Keras Network Learner produces many GB's on tempfiles on Ubuntu

I followed the webinar Deep Learning for Image Analysis and tried to run the workflows for the Image Captioning on my Virtualbox environment with Ubuntu 20.04 using Knime 4.1.3 with all the Deep learning setup things for Python.

The workflows 1 till 3 went okay, but the fourth one ran after a number of hours into a disc space issue. At this point I asked one of the presenters of the webinar, Benjamin Wilhelm (@bwilhelm), for assistance.

The next is a summary of what happened since.
The workflow should normally be able to execute with 10GB of discspace, but with over 60GB available at the start of the execution it still required more on my Ubuntu VBox as was shown in the console


*** Welcome to KNIME Analytics Platform v4.1.3.v202005121100 ***
*** Copyright by KNIME AG, Zurich, Switzerland ***


Log file is located at: /home/jan/knime-workspace/.metadata/knime/knime.log
WARN FontStore Using the system default font for annotations: Font {139676975991072}
WARN Python Script (1⇒1) 0:11 :38: UserWarning: The following words could not be found in the GLOVE dictionary.
WARN Python Script (1⇒1) 0:11 :39: UserWarning: [‘selfie’, ‘endseq’, ‘frizbee’, ‘frisbe’, ‘startseq’, ‘sandwhich’]
WARN GroupBy 2:90:21 No grouping column included. Aggregate complete table.
WARN GroupBy 2:90:21 No grouping column included. Aggregate complete table.
WARN GroupBy 2:90:21 No grouping column included. Aggregate complete table.
WARN Keras Network Learner 2:65 The number of rows of the input training data table (293312) is not a multiple of the selected training batch size (100). Thus, the last batch of each epoch will continue at the beginning of the training data table after reaching its end. You can avoid that by adjusting the number of rows of the table or the batch size if desired.
WARN Keras Network Learner 2:65 /home/jan/anaconda3/envs/py3_knime_dl/lib/python3.6/site-packages/keras/engine/saving.py:292: UserWarning: No training configuration found in save file: the model was not compiled. Compile it manually.
ERROR Buffer Writing of table to file encountered error: IOException: No space left on device
ERROR Buffer Table will be held in memory until node is cleared.
ERROR Buffer Workflow can’t be saved in this state.
ERROR Buffer Writing of table to file encountered error: IOException: The partition of the temp file “/tmp/knime_container_20200531_6478936927834789571.bin.snappy” is too low on disc space (0MB available but at least 104857600MB are required). You can tweak the limit by changing the “org.knime.container.minspace.temp” java property.
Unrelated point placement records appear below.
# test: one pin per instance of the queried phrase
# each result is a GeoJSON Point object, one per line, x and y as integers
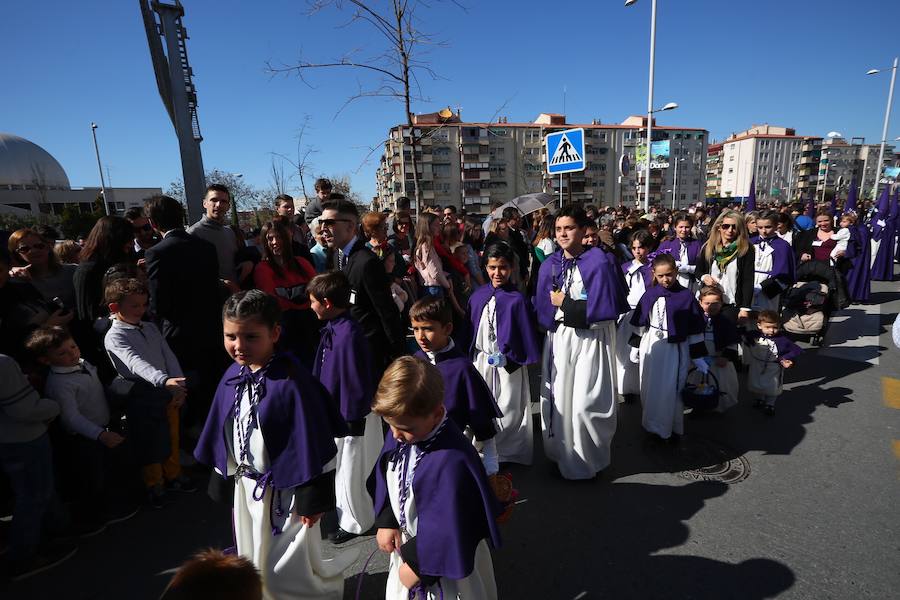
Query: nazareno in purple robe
{"type": "Point", "coordinates": [467, 397]}
{"type": "Point", "coordinates": [298, 420]}
{"type": "Point", "coordinates": [859, 253]}
{"type": "Point", "coordinates": [684, 317]}
{"type": "Point", "coordinates": [603, 282]}
{"type": "Point", "coordinates": [783, 266]}
{"type": "Point", "coordinates": [456, 506]}
{"type": "Point", "coordinates": [343, 365]}
{"type": "Point", "coordinates": [517, 336]}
As suggested I added a line “-Dorg.knime.container.minspace.temp=X” (with X being the size in Mb) to my knime.ini, but this did not change anything.

What happened during the execution of the Keras Network Learner node was it creates during the first shuffling of data (that’s what is shown as text hovering above the progress-bar) a file of 3.6GB called knime_container_(a large number).bin.snappy in the temp-directory of the workflow.
At the end of each epoch there is again shuffling of data which creates a new container-file, but with another big number and in the parent directory of the tempdir of the workflow (so directly in /tmp).
During this creation of the container file one can see a Knime_DuplicateChecker… file being created and deleted, but this bin.snappy file is not deleted.
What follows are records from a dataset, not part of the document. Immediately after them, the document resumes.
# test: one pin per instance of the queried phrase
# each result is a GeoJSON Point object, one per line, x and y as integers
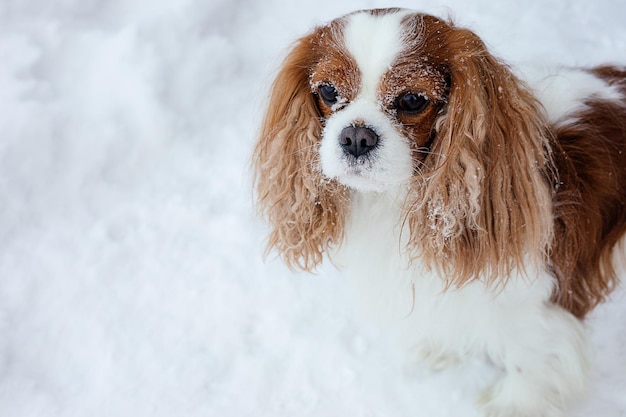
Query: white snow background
{"type": "Point", "coordinates": [131, 275]}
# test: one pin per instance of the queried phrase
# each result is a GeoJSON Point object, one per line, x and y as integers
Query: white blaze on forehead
{"type": "Point", "coordinates": [374, 42]}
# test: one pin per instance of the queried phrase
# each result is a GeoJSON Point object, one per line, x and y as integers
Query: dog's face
{"type": "Point", "coordinates": [408, 104]}
{"type": "Point", "coordinates": [379, 94]}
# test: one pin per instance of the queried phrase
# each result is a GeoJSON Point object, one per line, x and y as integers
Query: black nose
{"type": "Point", "coordinates": [357, 140]}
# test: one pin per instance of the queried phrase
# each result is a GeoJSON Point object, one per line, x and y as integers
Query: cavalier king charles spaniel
{"type": "Point", "coordinates": [477, 209]}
So to complete the full 30 epochs would required 108GB (at least) of disc space.

Benjamin is looking into this. He can reproduce this on Ubuntu 18.04 as well.
It might be related to the automatic memory management system for tables, as he mentioned to me.
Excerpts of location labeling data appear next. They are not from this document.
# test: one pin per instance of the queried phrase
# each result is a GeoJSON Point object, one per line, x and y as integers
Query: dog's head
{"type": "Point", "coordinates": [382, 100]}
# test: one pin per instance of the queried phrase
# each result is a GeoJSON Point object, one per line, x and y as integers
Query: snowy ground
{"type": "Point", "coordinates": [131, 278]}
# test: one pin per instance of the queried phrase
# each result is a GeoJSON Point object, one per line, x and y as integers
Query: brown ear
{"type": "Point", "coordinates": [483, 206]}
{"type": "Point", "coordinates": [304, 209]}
On his request I added the issue to the forum, so others can see the discussion too. If you know a solution for this, feel free to join this thread.

4 Likes

Hi Jan,

I confirmed that this is a bug with the Shuffler class which is used by the Keras Learner. During shuffling new intermediate tables are created (which are buffered to disc if they are large enough) but they are not cleared.
For now, you can disable the shuffling in the node dialog (which will probably hurt the model performance slightly, but it should not be too bad).
I will notify you once the bug is fixed.

Best
Benjamin

4 Likes